If it is only in the kidneys, which is about 40% of cases, Renal Cell Carcinoma (RCC) can be cured roughly 90% of the time with surgery.
If it has spread outside of the kidneys, often into the lymph nodes or the main vein of the kidney, then it must be treated with adjunctive therapy, including cytoreductive surgery.
RCC is resistant to chemotherapy and radiotherapy in most cases, but does respond well to immunotherapy with interleukin-2 or interferon-alpha, biologic, or targeted therapy. In early stage cases, cryotherapy and surgery are the preferred options.
Watchful waiting
Small renal tumors (< 4 cm) are treated increasingly by way of partial nephrectomy when possible. Most of these small renal masses manifest indolent biological behavior with excellent prognosis.
More centers of excellence are incorporating needle biopsy to confirm the presence of malignant histology prior to recommending definitive surgical extirpation.
In the elderly, patients with co-morbidities and in poor surgical candidates, small renal tumors may be monitored carefully with serial imaging.

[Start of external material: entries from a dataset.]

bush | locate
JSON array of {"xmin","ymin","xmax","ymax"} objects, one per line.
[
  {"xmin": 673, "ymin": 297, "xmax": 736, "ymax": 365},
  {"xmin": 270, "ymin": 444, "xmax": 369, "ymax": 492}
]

Most clinicians conservatively follow tumors up to a size threshold between 3–5 cm, beyond which the risk of distant spread (metastases) is about 5%.
Surgery
Surgical removal of all or part of the kidney (nephrectomy) is recommended. as well as resection of a solitary metastatic lesion. Kidneys are sometimes embolized prior to surgery to minimize blood loss
Medications
RCC elicits an immune response, which occasionally results in dramatic spontaneous remissions. This has encouraged a strategy of using immunomodulating therapies, such as cancer vaccines and interleukin-2 (IL-2), to reproduce this response.
IL-2 has produced "durable remissions" in a small number of patients, but with substantial toxicity.
Another strategy is to restore the function of the VHL gene, which is to destroy proteins that promote inappropriate vascularization.
Bevacizumab, an antibody to VEGF, has significantly prolonged time to progression, but phase 3 trials have not been published. Sunitinib (Sutent), sorafenib (Nexavar), and temsirolimus, which are small-molecule inhibitors of proteins, have been approved by the U.S. F.D.A.
Treatment with tyrosine kinase inhibitors including nexavar, pazopanib, and rapamycin have shown promise in improving the prognosis for advanced RCC since 2004.
Sorafenib, a protein kinase inhibitor, was FDA approved in December 2005 for treatment of advanced renal cell cancer.
A month later, Sunitinib was approved as well. Sunitinib—an oral, small-molecule, multi-targeted (RTK) inhibitor—and sorafenib both interfere with tumor growth by inhibiting angiogenesis as well as tumor cell proliferation.
Sunitinib appears to offer greater potency against advanced RCC, perhaps because it inhibits more receptors than sorafenib.
However, these agents have not been directly compared against one another in a single trial. the first Phase III study comparing an RTKI with cytokine therapy was published in the ''New England Journal of Medicine''.
This study showed that Sunitinib offered superior efficacy compared with interferon-α. Progression-free survival (primary endpoint) was more than doubled.
The benefit for sunitinib was significant across all major patient subgroups, including those with a poor prognosis at baseline. 28% of sunitinib patients had significant tumor shrinkage compared with only 5% of patients who received interferon-α.
Although overall survival data are not yet mature, there is a clear trend toward improved survival with sunitinib. Patients receiving sunitinib also reported a significantly better quality of life than those treated with IFNa.
Temsirolimus (CCI-779) is an inhibitor of mTOR kinase (mammalian target of rapamycin) that was shown to prolong overall survival vs. interferon-α in patients with previously untreated metastatic renal cell carcinoma with three or more poor prognostic features.
The results of this Phase III randomized study were presented at the 2006 annual meeting of the American Society of Clinical Oncology (www.ASCO.org).
Date of Approval: March 30, 2009
Company: Novartis AG
Treatment for: Renal Cell Carcinoma
Afinitor (everolimus) is an oral once-daily inhibitor of mTOR indicated for the treatment of patients with advanced renal cell carcinoma (RCC) after failure of treatment with sunitinib or sorafenib.
Afinitor approved in US as first treatment for patients with advanced kidney cancer after failure of either sunitinib or sorafenib - March 30, 2009
Thalomid and Revlimid have been studied in the treatment of renal cell carcinoma.
Chemotherapy
Most of the currently available cytostatics are ineffective for the treatment of RCC. Their use can not be recommended for the treatment of patients with metastasized RCC,as response rates are very low,often just 5-15%,and most responses are short lived.
However, issues of tumor immunosuppression and lack of identified tumor-associated antigens must be addressed before vaccine therapy can be applied successfully in advanced renal cell cancer.